In 1848, No. 243 was divided into No. 243A (now Frederiksholms Kanal 20) and No. 243 B (now Ny Kongensgade 4). The two-storey corner building was at the same time adapted and heightened with two floors. The architect of the adaption is not known. No. 243 was used for the construction of a new building by oine wholesale merchant (grosserer) Harboe.

The corner building No. 243A was listed as Frederiksholms Kanal 20/Ny Kongensgade 2 when house numbering (by street) was introduced as a supplement to the old cadastral numbers, by quarter in 1758. No. 243B was listed as Ny Kongensgade 4.

Ernst Poul Bruhn, an army officer with rank of General-Lieutenant, resided in the building in the 1860s.

The painter Carl Bloch resided in one of the third-floor apartments from 1882 to 1887. He lived there with his wife Alma Bloch Født Trepka, their eight children (aged one to 15) and four maids at the time of the 1885 census.

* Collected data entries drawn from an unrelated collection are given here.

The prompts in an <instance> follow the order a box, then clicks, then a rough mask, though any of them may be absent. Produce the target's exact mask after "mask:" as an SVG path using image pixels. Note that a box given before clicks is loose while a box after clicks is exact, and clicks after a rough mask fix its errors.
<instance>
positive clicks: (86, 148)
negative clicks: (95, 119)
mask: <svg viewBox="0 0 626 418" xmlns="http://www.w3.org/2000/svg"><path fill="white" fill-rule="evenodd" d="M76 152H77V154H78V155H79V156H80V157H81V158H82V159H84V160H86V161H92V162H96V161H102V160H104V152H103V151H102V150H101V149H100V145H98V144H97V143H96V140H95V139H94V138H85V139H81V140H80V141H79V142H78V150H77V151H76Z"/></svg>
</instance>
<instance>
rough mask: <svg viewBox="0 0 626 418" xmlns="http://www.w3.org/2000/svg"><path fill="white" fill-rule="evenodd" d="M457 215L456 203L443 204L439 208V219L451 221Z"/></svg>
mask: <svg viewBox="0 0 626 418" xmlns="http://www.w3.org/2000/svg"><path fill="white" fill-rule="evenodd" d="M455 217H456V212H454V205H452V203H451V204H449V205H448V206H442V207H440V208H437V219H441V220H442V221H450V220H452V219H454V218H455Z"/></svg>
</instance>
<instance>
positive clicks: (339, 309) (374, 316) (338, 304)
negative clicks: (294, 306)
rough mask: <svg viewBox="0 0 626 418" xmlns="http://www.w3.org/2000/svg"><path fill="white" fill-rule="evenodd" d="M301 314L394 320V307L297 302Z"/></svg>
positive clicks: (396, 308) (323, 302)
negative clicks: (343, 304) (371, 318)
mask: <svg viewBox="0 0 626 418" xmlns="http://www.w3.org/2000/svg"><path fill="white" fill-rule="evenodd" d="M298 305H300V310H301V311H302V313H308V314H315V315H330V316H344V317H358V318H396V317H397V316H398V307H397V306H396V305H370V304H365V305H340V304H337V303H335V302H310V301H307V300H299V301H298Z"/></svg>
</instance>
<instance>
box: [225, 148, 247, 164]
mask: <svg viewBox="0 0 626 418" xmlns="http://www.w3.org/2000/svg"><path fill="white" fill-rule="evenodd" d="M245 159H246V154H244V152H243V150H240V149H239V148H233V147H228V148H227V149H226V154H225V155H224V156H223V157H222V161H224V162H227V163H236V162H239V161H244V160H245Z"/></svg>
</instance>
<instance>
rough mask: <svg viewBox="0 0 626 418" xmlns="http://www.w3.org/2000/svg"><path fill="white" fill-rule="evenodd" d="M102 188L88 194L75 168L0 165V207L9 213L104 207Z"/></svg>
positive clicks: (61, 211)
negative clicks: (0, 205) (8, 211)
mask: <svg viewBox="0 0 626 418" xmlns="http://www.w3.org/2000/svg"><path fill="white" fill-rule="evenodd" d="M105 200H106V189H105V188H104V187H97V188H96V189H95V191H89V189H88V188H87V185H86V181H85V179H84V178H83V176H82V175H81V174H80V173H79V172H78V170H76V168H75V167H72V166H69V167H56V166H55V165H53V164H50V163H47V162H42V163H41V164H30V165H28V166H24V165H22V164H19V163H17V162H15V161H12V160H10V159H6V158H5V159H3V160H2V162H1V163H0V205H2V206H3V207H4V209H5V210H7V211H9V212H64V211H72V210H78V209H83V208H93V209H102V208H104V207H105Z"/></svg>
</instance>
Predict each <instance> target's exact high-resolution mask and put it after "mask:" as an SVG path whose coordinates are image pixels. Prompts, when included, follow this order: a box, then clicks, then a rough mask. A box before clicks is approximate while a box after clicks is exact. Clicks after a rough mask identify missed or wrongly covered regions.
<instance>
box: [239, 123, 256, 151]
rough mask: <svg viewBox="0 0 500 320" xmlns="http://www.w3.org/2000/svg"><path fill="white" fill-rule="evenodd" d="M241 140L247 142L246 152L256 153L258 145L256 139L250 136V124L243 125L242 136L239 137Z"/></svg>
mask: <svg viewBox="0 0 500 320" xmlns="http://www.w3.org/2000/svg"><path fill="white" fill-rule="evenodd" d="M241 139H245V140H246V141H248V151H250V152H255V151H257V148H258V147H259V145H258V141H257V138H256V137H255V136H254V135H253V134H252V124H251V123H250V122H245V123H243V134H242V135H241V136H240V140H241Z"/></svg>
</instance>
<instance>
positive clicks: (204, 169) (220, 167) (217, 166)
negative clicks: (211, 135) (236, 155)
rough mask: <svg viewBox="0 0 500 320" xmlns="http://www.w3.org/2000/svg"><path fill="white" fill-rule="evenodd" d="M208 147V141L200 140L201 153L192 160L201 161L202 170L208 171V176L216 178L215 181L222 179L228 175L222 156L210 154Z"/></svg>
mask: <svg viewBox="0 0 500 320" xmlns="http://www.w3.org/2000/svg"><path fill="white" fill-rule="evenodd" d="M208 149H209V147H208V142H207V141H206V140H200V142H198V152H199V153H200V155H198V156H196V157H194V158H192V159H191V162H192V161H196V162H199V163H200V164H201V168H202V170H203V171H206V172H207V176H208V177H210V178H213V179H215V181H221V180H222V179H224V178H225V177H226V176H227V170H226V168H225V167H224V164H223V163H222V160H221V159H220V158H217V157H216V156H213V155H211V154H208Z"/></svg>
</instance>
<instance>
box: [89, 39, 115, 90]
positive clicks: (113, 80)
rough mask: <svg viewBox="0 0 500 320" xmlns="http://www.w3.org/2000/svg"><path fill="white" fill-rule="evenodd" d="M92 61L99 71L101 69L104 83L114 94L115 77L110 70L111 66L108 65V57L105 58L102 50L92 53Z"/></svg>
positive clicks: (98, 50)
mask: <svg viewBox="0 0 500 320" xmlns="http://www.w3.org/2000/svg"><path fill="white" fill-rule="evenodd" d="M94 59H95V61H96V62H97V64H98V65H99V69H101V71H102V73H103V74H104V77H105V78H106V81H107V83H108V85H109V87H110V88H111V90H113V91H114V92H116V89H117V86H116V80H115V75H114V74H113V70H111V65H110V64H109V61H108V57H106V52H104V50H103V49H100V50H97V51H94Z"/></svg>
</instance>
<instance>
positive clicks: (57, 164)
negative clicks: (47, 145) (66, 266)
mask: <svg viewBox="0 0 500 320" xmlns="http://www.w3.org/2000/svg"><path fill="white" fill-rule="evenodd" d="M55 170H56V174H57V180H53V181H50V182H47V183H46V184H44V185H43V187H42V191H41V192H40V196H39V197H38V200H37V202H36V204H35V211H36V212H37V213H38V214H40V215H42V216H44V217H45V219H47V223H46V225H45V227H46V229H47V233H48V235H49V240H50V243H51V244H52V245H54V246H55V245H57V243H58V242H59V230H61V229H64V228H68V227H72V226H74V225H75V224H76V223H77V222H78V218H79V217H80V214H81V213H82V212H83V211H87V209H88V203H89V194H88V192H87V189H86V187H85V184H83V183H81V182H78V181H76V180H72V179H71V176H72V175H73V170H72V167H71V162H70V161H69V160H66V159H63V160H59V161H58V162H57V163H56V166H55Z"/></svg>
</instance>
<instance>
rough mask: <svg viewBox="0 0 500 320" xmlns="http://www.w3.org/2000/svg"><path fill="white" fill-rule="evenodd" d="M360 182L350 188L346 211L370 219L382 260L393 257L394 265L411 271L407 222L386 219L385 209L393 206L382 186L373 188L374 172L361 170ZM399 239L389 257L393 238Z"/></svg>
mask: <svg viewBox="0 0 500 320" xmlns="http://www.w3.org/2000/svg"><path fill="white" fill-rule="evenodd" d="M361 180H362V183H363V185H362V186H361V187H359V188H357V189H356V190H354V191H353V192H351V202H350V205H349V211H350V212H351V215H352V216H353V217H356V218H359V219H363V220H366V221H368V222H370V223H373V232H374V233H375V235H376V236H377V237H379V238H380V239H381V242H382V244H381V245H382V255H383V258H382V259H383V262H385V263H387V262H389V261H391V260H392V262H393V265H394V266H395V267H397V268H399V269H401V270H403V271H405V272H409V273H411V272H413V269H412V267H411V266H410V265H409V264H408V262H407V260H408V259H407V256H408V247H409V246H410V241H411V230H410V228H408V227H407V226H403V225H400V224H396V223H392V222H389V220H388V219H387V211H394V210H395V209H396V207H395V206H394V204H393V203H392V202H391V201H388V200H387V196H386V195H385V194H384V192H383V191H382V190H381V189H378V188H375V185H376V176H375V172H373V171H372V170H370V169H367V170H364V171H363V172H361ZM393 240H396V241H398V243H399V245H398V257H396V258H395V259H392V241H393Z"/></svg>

The painter Marie Henriques lived on the third floor. In October 1943, she had to flee her home to escape arrest by the Gestapo.

==Architecture==
The building consists of four storeys over a high cellar. The facade towards Frederiksholms Kanal is 10 bays long while six bays faces Ny Kongensgade. The roof is clad with black-glazed tiles and features five dormers towards the canal. The building at Ny Kongensgade 5 is five bays wide. In the courtyard is a three-storey warehouse. All three buildings were listed on the Danish registry of protected buildings and places on 6 April 1959.

==Today==
Lead Rödl & Partner, a law firm founded in 2011, is based in the building.